Friday, December 13, 2013

Women and Children First: “Saving Mr. Banks”

Movie Review by Jack Silbert
If you have a well-worn Mary Poppins DVD at home, and chapter-book-reading kids, Saving Mr. Banks may be the perfect movie for your family. Familiarity with the material and a certain maturity level will certainly come in handy. If that’s not quite the case with your children, you may want to hire a sitter—ideally one with a flying umbrella—and check it out yourselves.

The film’s PG-13 rating really fits, as it won’t be of interest to the littlest kids, but also might not be compelling for adults seeking a very sophisticated time at the movies. In classic Disney fashion (and it actually sometimes feels as if this was made in an earlier, more innocent era), Saving Mr. Banks features clear, straightforward storytelling and crisp, clean visuals. That’s all terrific for this film’s middle-grade sweet spot.

Emma Thompson as P.L. Travers
The early going is on the slow side and may bore some younger viewers. (Likewise, later scenes delving into psychological motivations will likely go over their heads.) We meet P.L. Travers, uptight and extremely protective author of the Mary Poppins books, which Walt Disney had doggedly attempted to adapt into a film for two decades. As Travers, Emma Thompson gets her most prominent role in years and doesn’t squander the opportunity, even if the script keeps her Grinch-like a little too long before (spoiler alert!) her heart grows three sizes. That there’s more than a touch of late-period Julie Andrews in Thompson is a nice bonus here.

Thankfully for kids not so interested in the machinations of obtaining movie rights, there are frequent flashbacks to Travers’s youth in Australia, and her poignant relationship with her dad.
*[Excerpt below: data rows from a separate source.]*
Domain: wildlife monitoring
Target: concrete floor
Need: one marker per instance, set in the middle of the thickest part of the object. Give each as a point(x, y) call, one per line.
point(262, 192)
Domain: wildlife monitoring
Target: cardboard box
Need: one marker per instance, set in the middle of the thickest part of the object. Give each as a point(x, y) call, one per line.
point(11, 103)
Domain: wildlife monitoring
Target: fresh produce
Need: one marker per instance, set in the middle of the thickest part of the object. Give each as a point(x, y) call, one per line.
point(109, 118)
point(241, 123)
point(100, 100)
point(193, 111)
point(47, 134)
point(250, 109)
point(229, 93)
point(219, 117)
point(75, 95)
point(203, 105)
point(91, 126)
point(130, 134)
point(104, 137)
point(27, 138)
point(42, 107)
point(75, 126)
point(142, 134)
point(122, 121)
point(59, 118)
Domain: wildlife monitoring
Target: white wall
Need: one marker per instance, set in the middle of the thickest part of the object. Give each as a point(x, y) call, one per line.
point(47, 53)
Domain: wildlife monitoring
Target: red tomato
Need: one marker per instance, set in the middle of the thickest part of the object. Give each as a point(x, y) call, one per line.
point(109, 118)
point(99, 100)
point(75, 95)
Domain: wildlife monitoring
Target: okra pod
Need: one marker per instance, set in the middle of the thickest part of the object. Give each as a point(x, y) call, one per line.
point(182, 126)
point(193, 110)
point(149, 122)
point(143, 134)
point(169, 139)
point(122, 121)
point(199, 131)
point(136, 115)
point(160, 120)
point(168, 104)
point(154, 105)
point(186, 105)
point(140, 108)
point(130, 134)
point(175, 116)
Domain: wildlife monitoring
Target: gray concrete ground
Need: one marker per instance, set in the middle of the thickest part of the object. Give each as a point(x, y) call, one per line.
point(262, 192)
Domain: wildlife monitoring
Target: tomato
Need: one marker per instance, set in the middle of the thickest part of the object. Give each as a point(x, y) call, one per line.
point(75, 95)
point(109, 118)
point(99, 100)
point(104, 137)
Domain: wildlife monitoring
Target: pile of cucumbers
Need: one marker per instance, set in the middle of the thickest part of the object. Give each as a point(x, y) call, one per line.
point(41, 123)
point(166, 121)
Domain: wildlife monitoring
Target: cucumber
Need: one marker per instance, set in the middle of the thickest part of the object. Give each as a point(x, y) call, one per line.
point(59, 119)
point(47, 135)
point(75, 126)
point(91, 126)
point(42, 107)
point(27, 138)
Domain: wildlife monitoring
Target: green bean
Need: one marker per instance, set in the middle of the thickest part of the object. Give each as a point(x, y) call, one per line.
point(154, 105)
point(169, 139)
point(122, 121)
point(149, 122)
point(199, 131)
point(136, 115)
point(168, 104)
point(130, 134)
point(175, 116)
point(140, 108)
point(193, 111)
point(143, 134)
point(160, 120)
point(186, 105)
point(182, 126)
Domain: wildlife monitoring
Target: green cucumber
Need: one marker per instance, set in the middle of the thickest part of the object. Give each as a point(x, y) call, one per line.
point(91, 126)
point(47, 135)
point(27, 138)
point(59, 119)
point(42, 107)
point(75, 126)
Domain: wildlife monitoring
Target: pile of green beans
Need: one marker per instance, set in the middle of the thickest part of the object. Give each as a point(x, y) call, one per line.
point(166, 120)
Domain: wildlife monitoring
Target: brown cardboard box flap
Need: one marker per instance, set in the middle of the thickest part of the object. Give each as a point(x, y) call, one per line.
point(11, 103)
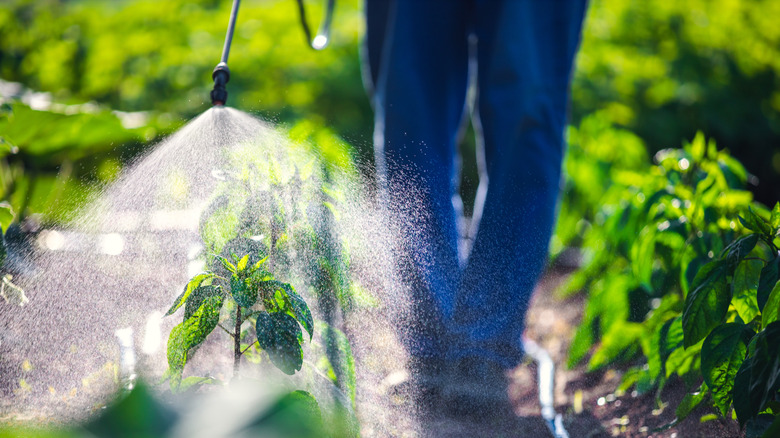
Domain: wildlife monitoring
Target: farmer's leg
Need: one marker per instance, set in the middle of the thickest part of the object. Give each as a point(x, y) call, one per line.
point(525, 54)
point(419, 100)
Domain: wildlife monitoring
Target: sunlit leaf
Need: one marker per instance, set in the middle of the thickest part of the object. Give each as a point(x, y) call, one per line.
point(280, 336)
point(722, 354)
point(243, 291)
point(769, 277)
point(188, 289)
point(707, 303)
point(771, 311)
point(744, 287)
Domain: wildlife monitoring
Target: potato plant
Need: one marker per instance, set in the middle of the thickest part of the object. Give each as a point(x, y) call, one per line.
point(249, 293)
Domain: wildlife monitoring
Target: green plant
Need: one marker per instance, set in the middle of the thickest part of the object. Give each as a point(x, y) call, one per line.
point(733, 307)
point(657, 243)
point(252, 294)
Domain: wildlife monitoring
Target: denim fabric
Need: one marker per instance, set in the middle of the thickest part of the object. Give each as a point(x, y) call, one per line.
point(418, 54)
He is played with gusto by Colin Farrell, whose waist seems to have grown three sizes as well.

Tom Hanks as Walt Disney
Back in the present (well, 1961), Tom Hanks really anchors Saving Private Ryan, whoops, I mean Mr. Hanks, wait, no, it’s Mr. Banks. If you’re hoping for an exposé of Walt Disney, look elsewhere. This is a Walt Disney Pictures production, after all. Hanks plays the public persona of Uncle Walt—kindly, supportive, surprisingly down-to-earth—and Hanks is absolutely perfect in the role.
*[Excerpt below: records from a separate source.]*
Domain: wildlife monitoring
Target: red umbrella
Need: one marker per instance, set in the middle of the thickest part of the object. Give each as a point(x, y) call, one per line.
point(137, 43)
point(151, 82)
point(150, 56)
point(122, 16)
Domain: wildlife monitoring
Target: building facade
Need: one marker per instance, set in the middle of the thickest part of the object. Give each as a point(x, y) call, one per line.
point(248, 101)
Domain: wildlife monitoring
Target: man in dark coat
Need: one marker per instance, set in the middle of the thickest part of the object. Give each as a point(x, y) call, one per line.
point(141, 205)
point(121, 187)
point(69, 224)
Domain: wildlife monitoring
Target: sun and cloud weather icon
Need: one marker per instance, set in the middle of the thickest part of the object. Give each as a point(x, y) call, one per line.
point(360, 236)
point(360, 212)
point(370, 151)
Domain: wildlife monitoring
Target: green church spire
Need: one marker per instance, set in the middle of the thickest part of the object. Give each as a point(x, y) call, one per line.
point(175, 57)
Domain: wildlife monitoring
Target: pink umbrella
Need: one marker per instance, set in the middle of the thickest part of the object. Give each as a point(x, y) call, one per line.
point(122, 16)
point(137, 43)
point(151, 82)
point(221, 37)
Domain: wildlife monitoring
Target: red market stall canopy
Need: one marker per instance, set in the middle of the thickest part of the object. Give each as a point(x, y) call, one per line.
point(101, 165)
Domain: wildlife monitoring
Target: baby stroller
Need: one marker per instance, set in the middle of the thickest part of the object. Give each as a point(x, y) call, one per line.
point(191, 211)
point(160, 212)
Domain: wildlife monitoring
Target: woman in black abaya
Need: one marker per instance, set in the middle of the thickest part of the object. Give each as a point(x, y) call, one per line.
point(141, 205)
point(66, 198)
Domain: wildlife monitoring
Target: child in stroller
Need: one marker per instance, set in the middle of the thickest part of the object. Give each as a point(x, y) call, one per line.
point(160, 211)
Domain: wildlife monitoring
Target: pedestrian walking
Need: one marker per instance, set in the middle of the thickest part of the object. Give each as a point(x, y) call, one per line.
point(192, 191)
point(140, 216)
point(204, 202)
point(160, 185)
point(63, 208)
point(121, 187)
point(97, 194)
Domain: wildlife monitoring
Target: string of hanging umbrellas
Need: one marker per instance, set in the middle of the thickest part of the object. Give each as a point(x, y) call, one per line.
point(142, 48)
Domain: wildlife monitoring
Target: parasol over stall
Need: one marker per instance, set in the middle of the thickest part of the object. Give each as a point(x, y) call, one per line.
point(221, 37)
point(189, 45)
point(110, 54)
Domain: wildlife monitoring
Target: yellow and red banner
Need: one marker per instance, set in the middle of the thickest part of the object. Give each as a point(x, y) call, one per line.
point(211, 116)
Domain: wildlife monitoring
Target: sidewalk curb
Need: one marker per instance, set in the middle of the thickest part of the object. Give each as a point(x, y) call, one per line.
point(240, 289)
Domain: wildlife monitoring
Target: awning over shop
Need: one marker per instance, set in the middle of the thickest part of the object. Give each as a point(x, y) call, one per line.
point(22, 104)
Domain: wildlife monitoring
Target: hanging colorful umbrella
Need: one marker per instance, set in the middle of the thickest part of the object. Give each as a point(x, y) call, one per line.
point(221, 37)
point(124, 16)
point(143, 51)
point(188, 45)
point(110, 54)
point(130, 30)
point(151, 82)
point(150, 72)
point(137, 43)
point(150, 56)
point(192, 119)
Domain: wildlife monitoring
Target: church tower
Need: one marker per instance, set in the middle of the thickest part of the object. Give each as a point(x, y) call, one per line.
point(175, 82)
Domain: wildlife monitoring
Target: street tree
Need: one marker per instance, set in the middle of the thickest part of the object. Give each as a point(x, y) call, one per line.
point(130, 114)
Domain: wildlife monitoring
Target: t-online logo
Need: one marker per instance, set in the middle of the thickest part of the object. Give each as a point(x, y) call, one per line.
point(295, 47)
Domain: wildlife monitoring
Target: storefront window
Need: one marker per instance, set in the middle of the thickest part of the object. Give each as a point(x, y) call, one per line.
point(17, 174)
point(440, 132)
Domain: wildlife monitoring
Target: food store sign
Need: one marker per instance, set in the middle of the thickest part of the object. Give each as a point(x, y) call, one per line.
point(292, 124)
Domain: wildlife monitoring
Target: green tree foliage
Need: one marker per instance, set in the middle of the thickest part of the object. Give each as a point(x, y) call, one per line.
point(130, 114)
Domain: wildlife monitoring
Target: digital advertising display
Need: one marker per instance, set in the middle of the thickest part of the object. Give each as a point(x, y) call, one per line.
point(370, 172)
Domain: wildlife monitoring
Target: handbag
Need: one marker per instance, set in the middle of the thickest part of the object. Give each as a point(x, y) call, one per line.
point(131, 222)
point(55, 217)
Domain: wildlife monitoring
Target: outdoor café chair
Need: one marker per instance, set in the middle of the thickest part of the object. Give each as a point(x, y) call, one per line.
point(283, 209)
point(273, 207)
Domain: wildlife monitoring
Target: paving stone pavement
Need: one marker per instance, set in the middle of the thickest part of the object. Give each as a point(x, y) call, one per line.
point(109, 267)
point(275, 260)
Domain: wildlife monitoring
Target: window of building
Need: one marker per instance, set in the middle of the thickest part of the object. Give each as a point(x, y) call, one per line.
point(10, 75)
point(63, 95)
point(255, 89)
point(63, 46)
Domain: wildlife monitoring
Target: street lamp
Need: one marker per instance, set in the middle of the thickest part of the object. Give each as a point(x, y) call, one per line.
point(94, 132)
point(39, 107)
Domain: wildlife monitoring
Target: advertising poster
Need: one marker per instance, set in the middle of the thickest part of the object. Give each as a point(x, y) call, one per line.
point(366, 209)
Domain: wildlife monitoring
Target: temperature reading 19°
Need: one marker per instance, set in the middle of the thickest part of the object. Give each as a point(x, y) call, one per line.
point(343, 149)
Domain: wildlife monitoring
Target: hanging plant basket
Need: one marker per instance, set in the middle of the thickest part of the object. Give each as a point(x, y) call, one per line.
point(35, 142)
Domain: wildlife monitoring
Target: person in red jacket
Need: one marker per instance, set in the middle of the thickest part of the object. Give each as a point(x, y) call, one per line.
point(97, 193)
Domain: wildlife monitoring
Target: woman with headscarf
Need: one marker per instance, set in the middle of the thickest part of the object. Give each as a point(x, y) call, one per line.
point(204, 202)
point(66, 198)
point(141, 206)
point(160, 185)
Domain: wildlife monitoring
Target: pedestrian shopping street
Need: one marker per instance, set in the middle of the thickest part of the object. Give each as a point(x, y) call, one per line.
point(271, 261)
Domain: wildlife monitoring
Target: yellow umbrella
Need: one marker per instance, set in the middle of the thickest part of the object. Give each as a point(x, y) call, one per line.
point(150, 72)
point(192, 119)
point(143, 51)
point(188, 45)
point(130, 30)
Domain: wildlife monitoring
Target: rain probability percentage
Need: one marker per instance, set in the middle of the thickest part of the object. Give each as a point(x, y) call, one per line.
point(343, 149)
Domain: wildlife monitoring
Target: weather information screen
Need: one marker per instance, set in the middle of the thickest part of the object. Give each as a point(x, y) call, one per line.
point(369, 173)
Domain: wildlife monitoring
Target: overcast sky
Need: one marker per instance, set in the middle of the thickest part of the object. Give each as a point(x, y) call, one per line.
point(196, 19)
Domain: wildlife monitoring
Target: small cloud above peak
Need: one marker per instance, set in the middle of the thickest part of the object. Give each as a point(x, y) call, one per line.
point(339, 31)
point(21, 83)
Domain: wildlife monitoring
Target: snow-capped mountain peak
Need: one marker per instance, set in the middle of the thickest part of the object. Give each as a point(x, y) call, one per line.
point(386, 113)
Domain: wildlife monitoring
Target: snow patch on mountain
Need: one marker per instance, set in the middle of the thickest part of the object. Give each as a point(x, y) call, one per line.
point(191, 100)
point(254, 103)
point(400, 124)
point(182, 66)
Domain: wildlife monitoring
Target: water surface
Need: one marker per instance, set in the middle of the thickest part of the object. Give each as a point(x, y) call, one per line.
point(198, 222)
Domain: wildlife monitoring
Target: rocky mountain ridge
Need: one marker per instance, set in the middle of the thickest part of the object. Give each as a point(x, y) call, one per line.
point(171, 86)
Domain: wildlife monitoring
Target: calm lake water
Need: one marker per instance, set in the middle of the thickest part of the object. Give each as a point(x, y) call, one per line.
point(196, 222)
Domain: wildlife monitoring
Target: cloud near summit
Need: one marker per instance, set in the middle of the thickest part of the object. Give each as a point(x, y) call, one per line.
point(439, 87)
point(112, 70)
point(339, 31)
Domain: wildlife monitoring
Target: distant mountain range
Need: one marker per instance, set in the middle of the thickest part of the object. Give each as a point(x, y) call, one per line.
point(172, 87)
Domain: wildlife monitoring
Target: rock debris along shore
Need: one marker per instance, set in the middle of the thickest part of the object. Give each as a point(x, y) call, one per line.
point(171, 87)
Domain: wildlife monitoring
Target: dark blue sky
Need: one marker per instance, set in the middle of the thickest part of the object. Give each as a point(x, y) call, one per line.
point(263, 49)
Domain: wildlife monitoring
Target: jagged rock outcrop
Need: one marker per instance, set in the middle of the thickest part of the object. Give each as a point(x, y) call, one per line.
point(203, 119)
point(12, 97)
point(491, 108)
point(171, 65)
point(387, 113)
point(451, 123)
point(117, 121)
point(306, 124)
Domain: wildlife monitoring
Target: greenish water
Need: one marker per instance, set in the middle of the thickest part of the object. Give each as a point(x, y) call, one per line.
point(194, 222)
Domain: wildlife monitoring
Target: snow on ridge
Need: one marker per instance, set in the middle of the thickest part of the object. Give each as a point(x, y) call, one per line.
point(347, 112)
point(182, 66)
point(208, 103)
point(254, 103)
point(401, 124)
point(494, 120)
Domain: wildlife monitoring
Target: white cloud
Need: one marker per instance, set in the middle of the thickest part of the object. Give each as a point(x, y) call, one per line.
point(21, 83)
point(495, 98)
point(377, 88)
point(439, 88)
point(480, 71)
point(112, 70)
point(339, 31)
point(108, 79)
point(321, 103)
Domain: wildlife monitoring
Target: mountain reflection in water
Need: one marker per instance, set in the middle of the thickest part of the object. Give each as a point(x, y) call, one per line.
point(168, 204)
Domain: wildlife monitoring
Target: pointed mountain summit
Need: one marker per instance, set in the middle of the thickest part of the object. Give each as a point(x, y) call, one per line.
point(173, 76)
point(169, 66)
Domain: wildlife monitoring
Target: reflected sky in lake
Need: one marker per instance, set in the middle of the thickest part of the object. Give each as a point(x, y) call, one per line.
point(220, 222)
Very strong casting keeps this film from getting too saccharine or simplistic. It says a lot that Paul Giamatti is playing a limo driver. Also adding a lot of zest is Jason Schwartzman as one half of the Poppins Sherman brothers songwriting team, with The Office’s B.J. Novak. The pair also provides a convenient way to get a lot of fun music into the movie, as we witness familiar songs being written and reworked.

B.J. Novak (left) and Jason Schwartzman
as the Sherman brothers
How accurate is it all? We can all read the Travers biography if we really want to know. (The kids, meanwhile, might be interested in Travers’s original Poppins books.) It’s kind of “meta” in Saving Mr. Banks that Travers rails against Walt for white-washing stories, inside a movie that might be doing a bit of the same. But when all is said and done, it’s a very satisfying film with a lot of heart, some truly affecting scenes, and much unbridled joy. So do we really mind if they added a spoonful of sugar?

1 comment:

  1. It's the chemistry between these two inner children that makes Saving Mr. Banks so special because Hanks and Thompson understand this is where the drama lies, in the hidden folds of adult fear, and they turn it into a cuddle toy of content.